Description: Large granular lymphocyte (LGL) leukemia results from chronic expansion of cytotoxic T cells or natural killer (NK) cells. Apoptotic resistance resulting from constitutive activation of survival signaling pathways is a fundamental pathogenic mechanism. Recent network modeling analyses identified platelet-derived growth factor (PDGF) as a key master switch in controlling these survival pathways in T-cell LGL leukemia. Here we show that an autocrine PDGF regulatory loop mediates survival of leukemic LGLs of both T- and NK-cell origin. We found high levels of circulating PDGF-BB in platelet-poor plasma samples from LGL leukemia patients. Production of PDGF-BB by leukemic LGLs was demonstrated by immunocytochemical staining. Leukemic cells expressed much higher levels of PDGFR-β transcripts than purified normal CD8+ T cells or NK cells. We observed that phosphatidylinositol-3-kinase (PI3 kinase), Src family kinase (SFK), and downstream protein kinase B (PKB)/AKT pathways were constitutively activated in both T- and NK-LGL leukemia. Pharmacologic blockade of these pathways led to apoptosis of leukemic LGLs. Neutralizing antibody to PDGF-BB inhibited PKB/AKT phosphorylation induced by LGL leukemia sera. These results suggest that targeting of PDGF-BB, a pivotal regulator for the long-term survival of leukemic LGLs, may be an important therapeutic strategy.
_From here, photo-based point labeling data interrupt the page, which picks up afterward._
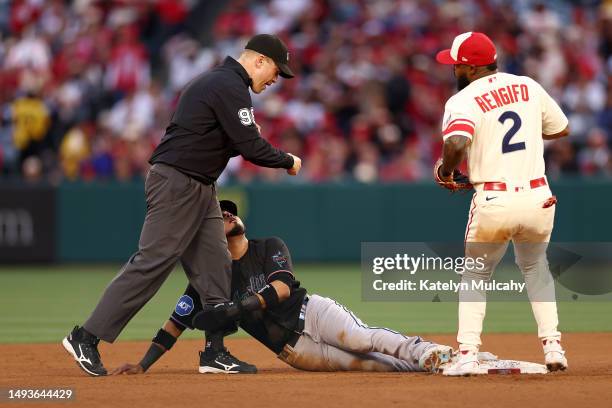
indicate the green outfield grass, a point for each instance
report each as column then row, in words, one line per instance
column 42, row 303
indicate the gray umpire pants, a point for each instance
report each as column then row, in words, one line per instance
column 334, row 339
column 183, row 223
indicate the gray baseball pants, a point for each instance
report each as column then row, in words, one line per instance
column 183, row 223
column 334, row 339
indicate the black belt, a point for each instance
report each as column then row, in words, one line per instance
column 295, row 336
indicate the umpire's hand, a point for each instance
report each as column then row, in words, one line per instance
column 297, row 165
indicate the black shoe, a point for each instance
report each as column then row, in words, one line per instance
column 83, row 347
column 223, row 362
Description: Persistently expanded large granular lymphocytes (LGL) are found in bone marrow failure disorders such as pure red cell aplasia, myelodysplastic syndromes, aplastic anemia, paroxysmal nocturnal hemoglobinuria (PNH), and in LGL leukemia. Many of the characteristics of BMF diseases overlap and it is postulated they share a fundamental pathogenetic link. LGL leukemia represents the best characterized disease of LGL, and was used as a model to study pathogenic LGL proliferation in bone marrow failure diseases. LGL leukemia cells are characteristically resistant to Fas-regulated death, despite expressing high levels of Fas receptor and Fas ligand (FasL). Elevated FasL may cause the neutropenia that is observed in many LGL leukemia patients. A poorly understood feature of LGL leukemia is serorecognition of a discreet epitope derived from the HTLV envelope BA21 region. To query the common pathogenesis in all of the BMF disorders, FasL expression and BA21 seroreactivity levels were obtained for patients with bone marrow failure disease (n=87). The serum FasL levels as determined by antigen capture were inversely correlated with neutrophil counts regardless of disease subtype. A positive correlation was noted between FasL expression and lymphocytosis, basophile counts, and serum chloride mEgL (Pearson correlation p values 0.0621, 0.0224, 0.0465). Negative correlations for FasL included neutrophil count and serum albumin levels (p= 0.0333 and 0.0657 respectively). Initial data from an assay we designed to obtain standardized anti-BA21 IgG data revealed a strong negative correlation for BA21 IgG and FasL (−0.3668) for the PNH cohort. An additional moderately positive Pearson correlation for FasL and BA21 IgG was found only for the LGL leukemia group (0.1813), although all BMF groups demonstrated elevated IgG recognition of BA21 (n=78). In addition, FasL and BA21 IgG levels were most elevated in female patients. Our results suggest that FasL and BA21 IgG levels correlate with certain laboratory features of hematopoeitic inhibition as well as with patient gender. A potential utility in discriminating between bone marrow failure disease subtypes and determining treatment response potentials could also be realized with further study.